AI-Driven Forecasting and Monitoring of Urban Water System
Qiming Guo, Bishal Khatri, Hua Zhang, Wenlu Wang
TL;DR
This paper tackles leaks and anomalies in underground urban water networks where dense sensor deployment is impractical. It introduces an AI-driven framework that combines sparse manhole-based sensing with hydraulic simulations and a spatiotemporal graph neural network, HydroNet, operating on a directed graph $G=(V,E)$ with edge-attribute embedding via $W_a$ and messages $m_{ij}=f_{message}(h_i^{(t)}, W_a a_{ij})$, using a lookback window $L=12$. The Real World Water (RWW) dataset from a campus network demonstrates that HydroNet outperforms baselines, achieving depth MAE $0.0085$ ft and flow MAE $0.0038$ cfs, validating the approach for accurate network-wide hydraulic forecasting.
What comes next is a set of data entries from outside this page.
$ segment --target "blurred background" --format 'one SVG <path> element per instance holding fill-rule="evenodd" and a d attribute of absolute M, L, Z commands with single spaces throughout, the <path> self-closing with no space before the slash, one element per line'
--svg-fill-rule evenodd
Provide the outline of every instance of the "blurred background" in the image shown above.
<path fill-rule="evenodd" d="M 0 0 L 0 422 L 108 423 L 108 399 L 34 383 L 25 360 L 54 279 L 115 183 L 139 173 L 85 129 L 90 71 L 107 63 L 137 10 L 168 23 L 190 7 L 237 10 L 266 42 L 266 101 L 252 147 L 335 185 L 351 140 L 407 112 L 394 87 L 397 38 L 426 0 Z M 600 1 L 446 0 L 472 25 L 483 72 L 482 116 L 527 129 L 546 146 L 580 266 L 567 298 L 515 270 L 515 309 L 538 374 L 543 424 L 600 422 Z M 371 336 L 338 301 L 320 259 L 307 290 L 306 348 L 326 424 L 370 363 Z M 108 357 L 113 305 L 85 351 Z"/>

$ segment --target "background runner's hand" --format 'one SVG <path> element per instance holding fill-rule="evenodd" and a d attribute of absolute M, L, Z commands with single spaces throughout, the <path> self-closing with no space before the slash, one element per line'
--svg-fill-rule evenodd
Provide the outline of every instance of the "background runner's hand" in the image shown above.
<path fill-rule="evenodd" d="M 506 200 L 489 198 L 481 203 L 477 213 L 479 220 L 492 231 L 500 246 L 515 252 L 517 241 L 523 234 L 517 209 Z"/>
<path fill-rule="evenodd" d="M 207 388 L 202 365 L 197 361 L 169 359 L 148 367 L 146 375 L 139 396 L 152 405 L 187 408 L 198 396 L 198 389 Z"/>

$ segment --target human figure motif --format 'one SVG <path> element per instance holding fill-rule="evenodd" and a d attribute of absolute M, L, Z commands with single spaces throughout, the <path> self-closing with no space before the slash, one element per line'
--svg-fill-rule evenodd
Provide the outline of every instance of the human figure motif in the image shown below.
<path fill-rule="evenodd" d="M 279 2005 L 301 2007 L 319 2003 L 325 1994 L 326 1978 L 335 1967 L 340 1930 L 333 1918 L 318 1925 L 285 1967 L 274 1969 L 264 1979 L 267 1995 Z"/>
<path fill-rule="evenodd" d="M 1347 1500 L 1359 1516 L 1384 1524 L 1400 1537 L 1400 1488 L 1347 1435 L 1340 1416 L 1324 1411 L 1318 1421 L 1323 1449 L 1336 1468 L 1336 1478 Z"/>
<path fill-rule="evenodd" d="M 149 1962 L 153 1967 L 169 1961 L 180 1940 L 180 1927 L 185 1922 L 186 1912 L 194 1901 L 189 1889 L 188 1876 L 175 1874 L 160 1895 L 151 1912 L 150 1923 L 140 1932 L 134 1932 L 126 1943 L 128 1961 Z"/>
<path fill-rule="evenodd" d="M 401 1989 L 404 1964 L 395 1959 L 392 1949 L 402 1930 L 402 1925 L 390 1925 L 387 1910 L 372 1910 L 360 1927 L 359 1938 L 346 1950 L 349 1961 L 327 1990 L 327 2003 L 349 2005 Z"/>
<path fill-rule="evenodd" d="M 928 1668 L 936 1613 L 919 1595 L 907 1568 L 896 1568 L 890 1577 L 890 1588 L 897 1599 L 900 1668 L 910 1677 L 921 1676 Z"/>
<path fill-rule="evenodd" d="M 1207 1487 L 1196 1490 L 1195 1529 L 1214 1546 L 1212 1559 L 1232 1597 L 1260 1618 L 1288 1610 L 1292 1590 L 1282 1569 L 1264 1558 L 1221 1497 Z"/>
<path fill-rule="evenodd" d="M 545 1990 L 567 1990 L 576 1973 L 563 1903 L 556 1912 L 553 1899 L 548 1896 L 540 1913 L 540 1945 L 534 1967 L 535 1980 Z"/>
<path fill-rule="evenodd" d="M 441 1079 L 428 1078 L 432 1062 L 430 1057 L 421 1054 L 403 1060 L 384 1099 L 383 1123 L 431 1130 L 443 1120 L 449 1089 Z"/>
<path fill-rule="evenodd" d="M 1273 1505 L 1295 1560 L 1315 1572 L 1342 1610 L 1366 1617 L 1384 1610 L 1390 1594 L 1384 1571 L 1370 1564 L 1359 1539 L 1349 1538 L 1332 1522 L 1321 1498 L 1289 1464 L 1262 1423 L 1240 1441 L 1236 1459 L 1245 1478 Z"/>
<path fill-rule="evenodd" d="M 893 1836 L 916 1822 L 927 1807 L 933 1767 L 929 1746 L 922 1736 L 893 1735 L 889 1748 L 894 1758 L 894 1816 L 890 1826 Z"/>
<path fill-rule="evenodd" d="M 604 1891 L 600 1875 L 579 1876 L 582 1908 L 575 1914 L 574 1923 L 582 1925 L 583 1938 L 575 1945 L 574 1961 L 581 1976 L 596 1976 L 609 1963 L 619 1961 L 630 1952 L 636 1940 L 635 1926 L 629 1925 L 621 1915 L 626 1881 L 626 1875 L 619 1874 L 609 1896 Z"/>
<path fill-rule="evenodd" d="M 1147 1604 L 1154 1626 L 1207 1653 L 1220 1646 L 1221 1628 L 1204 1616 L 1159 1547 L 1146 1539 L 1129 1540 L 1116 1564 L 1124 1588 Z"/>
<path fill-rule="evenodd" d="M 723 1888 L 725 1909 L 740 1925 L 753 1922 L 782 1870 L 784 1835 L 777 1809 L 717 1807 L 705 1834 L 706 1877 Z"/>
This work enables robust anomaly detection and scalable monitoring of underground water infrastructure, with potential applicability to diverse urban networks and extension to other pipeline systems.
Abstract
Underground water and wastewater pipelines are vital for city operations but plagued by anomalies like leaks and infiltrations, causing substantial water loss, environmental damage, and high repair costs. Conventional manual inspections lack efficiency, while dense sensor deployments are prohibitively expensive. In recent years, artificial intelligence has advanced rapidly and is increasingly applied to urban infrastructure. In this research, we propose an integrated AI and remote-sensor framework to address the challenge of leak detection in underground water pipelines, through deploying a sparse set of remote sensors to capture real-time flow and depth data, paired with HydroNet - a dedicated model utilizing pipeline attributes (e.g., material, diameter, slope) in a directed graph for higher-precision modeling. Evaluations on a real-world campus wastewater network dataset demonstrate that our system collects effective spatio-temporal hydraulic data, enabling HydroNet to outperform advanced baselines. This integration of edge-aware message passing with hydraulic simulations enables accurate network-wide predictions from limited sensor deployments. We envision that this approach can be effectively extended to a wide range of underground water pipeline networks.